La théorie de l’accumulation ou des crises par Vladimir Ilitch Lénine : une théorie dualiste
Vladimir Ilitch Oulianov, dit Lénine, s’attache aux analyses se réclamant de Marx sur l’accumulation du capital. Son analyse des conditions de l’accumulation de type dualiste débouche évidemment sur celles des limites et des excès de l’accumulation. S’il ne traite pas précisément de ces limites, il introduit à un dépassement des analyses unilatérales traditionnelles de la suraccumulation auxquelles il se confronte.
Le principal problème concret étudié dans les premiers travaux économiques de Lénine – au-delà de celui des crises – est celui du développement du capitalisme, dans un pays arriéré comme la Russie tsariste, avec d’ailleurs la préoccupation des voies que ce développement économique offre au mouvement révolutionnaire russe.
Déjà, les économistes russes dits « populistes »1 comme V. Vorontsov et N. Danielson adoptent, vers 1880-1895, à propos de l’accumulation capitaliste et de ses limites, un point de vue lié étroitement aux analyses sous-consommationnistes.

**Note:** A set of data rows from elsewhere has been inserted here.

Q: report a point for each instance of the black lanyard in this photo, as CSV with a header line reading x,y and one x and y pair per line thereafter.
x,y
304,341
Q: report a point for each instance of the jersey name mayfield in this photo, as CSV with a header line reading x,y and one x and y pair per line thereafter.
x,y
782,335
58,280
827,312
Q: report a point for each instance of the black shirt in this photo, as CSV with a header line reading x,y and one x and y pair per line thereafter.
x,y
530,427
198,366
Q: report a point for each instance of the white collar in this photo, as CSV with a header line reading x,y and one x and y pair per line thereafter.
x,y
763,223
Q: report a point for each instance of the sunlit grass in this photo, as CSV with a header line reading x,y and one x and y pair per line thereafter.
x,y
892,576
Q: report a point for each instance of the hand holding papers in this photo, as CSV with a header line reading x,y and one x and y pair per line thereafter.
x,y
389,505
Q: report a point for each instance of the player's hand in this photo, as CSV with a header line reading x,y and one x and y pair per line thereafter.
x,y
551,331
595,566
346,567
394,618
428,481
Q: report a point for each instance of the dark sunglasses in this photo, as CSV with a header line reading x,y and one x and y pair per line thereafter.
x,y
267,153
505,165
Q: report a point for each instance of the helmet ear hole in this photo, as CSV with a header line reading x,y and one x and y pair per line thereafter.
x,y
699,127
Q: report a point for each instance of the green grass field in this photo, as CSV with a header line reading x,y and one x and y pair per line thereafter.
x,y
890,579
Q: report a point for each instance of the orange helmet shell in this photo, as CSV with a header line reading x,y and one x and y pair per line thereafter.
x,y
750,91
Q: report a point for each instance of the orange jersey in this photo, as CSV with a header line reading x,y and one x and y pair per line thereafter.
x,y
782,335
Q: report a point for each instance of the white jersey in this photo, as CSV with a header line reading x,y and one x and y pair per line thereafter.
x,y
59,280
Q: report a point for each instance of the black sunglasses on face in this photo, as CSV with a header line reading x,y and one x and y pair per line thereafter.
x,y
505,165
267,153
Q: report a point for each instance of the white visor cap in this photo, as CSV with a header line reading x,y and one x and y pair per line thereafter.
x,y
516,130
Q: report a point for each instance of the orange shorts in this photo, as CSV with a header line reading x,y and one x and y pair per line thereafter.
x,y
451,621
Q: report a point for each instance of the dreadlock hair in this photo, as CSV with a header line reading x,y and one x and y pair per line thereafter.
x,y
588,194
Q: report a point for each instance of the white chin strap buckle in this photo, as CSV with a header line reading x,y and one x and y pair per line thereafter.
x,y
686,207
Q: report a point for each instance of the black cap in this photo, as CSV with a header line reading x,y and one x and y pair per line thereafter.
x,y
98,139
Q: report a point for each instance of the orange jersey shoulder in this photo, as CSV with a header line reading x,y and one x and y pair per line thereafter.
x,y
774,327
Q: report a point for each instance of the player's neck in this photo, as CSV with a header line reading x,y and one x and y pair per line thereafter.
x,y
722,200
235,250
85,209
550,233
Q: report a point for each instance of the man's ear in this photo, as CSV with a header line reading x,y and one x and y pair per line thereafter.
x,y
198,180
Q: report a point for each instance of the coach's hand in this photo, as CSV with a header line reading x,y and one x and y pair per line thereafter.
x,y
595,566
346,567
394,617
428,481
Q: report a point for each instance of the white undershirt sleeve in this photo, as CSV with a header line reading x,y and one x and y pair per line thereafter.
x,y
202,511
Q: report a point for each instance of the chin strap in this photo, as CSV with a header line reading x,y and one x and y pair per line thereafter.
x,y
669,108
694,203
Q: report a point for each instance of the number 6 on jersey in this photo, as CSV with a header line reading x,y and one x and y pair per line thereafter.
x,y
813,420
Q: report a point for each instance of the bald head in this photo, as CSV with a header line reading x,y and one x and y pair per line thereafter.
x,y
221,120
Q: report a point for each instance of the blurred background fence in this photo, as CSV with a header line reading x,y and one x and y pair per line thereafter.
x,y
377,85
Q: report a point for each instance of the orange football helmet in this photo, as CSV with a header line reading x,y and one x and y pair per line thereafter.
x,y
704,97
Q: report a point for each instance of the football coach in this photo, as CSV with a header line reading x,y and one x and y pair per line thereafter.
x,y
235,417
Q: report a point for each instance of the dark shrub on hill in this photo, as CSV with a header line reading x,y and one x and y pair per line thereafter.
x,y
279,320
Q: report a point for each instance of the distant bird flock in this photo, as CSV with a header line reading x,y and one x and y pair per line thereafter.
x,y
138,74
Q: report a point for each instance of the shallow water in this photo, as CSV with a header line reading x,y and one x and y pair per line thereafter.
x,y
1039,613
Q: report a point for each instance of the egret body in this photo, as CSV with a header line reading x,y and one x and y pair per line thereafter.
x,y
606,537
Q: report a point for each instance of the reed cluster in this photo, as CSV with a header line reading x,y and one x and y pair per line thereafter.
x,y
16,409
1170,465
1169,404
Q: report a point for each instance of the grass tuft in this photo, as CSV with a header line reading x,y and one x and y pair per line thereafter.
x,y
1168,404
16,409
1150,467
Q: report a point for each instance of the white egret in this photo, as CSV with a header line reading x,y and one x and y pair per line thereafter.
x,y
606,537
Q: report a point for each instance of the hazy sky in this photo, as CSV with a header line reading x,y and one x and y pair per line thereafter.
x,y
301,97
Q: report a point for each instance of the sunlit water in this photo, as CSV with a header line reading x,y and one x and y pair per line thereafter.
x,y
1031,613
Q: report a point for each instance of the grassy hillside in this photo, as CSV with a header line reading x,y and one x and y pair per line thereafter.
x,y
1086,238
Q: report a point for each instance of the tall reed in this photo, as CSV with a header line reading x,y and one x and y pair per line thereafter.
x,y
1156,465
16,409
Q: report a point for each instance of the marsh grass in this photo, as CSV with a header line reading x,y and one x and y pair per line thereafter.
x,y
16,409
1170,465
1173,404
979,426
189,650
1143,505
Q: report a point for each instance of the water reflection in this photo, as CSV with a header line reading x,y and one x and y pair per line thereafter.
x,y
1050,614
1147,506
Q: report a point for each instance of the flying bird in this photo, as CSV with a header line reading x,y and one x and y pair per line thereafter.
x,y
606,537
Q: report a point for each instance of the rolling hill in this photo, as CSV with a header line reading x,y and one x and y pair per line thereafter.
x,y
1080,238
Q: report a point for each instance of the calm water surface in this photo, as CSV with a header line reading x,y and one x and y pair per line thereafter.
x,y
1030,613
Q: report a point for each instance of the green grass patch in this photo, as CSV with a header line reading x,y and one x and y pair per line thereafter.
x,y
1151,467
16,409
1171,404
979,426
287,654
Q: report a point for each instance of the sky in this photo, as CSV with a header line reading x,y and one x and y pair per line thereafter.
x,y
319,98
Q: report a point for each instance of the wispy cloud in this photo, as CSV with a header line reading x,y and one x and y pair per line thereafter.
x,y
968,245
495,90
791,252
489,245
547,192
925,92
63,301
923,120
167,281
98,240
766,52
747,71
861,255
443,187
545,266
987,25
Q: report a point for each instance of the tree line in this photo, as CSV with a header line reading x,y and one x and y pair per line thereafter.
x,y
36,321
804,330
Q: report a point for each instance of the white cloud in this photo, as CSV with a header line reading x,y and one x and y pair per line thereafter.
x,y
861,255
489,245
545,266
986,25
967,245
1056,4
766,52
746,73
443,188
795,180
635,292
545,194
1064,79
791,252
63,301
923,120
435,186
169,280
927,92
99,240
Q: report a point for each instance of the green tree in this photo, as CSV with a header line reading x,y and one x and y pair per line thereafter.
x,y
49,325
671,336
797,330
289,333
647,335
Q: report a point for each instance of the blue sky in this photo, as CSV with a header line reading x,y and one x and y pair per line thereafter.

Leur théorie se rattache plus exactement à celle de Sismondi, malgré une certaine influence des conceptions marxistes sur Danielson notamment. Les populistes peuvent ainsi écarter la voie capitaliste du développement
en Russie et prôner un développement nouveau conforme aux traditions de la Communauté agraire. En raison de l’impossibilité alléguée de la réalisation intérieure du profit ou de la plus-value et de l’accaparement des marchés extérieurs (censés fournir la seule solution pratique) par les pays capitalistes avancés, cette voie capitaliste est considérée comme soit impossible, soit catastrophique, conduisant le pays à la misère et à la décadence.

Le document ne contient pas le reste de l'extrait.